Newson agrees with this statement and says that problem gambling has been at a static and relatively modest level for the last 15 years in NSW. He insisted that this doesn’t mean the issue should be dismissed as it is quite severe, but with the right policies put in place, problem gambling can be even further reduced.

In his statement, Newson says: “It’s a very serious issue, and the appropriate policy initiatives do need to be in place and improved over time to embrace technology. But when you have player accounts, there is much more sophistication available to interrogate that information.”

Faulty Online Sports Betting Legislation

Director of the Agenda Group and former CEO of the Victorian Commission for Gambling Regulation, Peter Cohen, shares Newson’s pessimism on in-play betting becoming legal for online punters.

Cohen says that a political stalemate has been reached in Australia with the ban on in-play betting, and for that reason, reversing the ban is something that he thinks is unlikely to happen.

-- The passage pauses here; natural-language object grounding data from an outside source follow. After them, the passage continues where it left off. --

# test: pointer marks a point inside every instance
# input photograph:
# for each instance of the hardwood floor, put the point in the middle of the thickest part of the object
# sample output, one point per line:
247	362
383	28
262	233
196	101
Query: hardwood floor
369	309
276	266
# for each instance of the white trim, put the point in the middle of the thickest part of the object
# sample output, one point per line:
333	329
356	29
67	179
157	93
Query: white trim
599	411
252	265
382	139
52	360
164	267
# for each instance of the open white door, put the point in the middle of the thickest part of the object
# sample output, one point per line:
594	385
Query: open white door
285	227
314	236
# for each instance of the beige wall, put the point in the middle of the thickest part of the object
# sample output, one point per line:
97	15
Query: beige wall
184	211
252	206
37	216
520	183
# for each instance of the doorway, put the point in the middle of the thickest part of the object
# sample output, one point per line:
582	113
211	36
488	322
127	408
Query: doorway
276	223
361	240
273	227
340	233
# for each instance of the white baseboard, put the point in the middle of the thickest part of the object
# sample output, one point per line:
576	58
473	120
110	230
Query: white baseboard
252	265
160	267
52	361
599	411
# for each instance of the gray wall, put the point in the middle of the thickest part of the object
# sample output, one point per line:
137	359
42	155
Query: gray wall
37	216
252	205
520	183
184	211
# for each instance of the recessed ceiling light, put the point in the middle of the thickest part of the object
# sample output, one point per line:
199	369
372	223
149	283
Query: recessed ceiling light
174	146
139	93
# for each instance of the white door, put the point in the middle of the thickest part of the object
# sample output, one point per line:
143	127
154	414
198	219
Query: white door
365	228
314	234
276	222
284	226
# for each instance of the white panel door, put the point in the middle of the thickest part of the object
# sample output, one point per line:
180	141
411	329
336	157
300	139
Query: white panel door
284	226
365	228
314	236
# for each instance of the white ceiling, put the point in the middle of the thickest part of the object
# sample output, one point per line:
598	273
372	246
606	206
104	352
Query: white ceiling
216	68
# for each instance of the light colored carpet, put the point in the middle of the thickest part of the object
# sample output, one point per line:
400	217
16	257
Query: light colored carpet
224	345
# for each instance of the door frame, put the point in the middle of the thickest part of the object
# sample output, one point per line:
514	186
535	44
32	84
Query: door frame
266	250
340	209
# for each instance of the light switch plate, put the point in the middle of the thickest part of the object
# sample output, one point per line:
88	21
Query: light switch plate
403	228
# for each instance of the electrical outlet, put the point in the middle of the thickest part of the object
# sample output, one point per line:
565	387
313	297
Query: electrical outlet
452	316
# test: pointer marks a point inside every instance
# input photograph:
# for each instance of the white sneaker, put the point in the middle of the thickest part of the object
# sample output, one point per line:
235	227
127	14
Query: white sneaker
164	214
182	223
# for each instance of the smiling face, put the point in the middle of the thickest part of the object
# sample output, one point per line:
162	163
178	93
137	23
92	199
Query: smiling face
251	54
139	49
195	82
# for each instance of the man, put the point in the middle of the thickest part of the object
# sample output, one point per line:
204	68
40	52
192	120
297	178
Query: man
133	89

He says that the interactive player protection model of the late 90s would have regulated all forms of sports betting and gambling in Australia and would have been an excellent legal framework.

However, in 2001, the federal government decided to get involved and imposed the now-infamous ban on online sports betting.

Policymakers realized that their legislation outlawed all types and forms of online betting. So they came up with a compromise, which turned out to be a faulty solution. They decided to allow pre-match online betting but prohibited in-play wagering.

This created a sort of a Frankenstein online betting policy designed as a short-term measure but ended up being the norm. Even worse, seeing how the federal government doesn’t have control over the Senate, this legislation will probably stay in place for a very long time.

Peter Cohen agrees with this and says that even if the government tries to negotiate with the Senate, minor parties won’t be willing to use their political capital to advocate for legalizing in-play betting. He says that this issue is not on their list, and they prefer to focus on matters related to energy policy and security, not something that might paint them in a bad light.

Millennials Might Be the Game Changers for In-Play Betting

Jake Henson, COO of BetMakers Technology Group, agrees that the government is unlikely to draw up new interactive gaming legislation. However, he says that time-sensitive millennials might soon influence policymakers to legalize in-play betting.

Henson says that a two-hour field game is not an ideal product for a time-sensitive millennial. It is difficult to sit through and is not engaging enough. If millennials were given a chance to bet in-play, though, it’s easy to see how younger punters will be attracted to sports betting and sports in general.

Henson also suggests that this shift will likely happen when sporting codes push for the matter to be legalized. He says when they start to lose their audiences, and TV ratings begin to drop, it is likely that sporting codes such as the AFL and NRL will look to get their product closer to the new type of viewer.

That will make authorities feel more pressure to legalize in-play betting and look into this issue once again.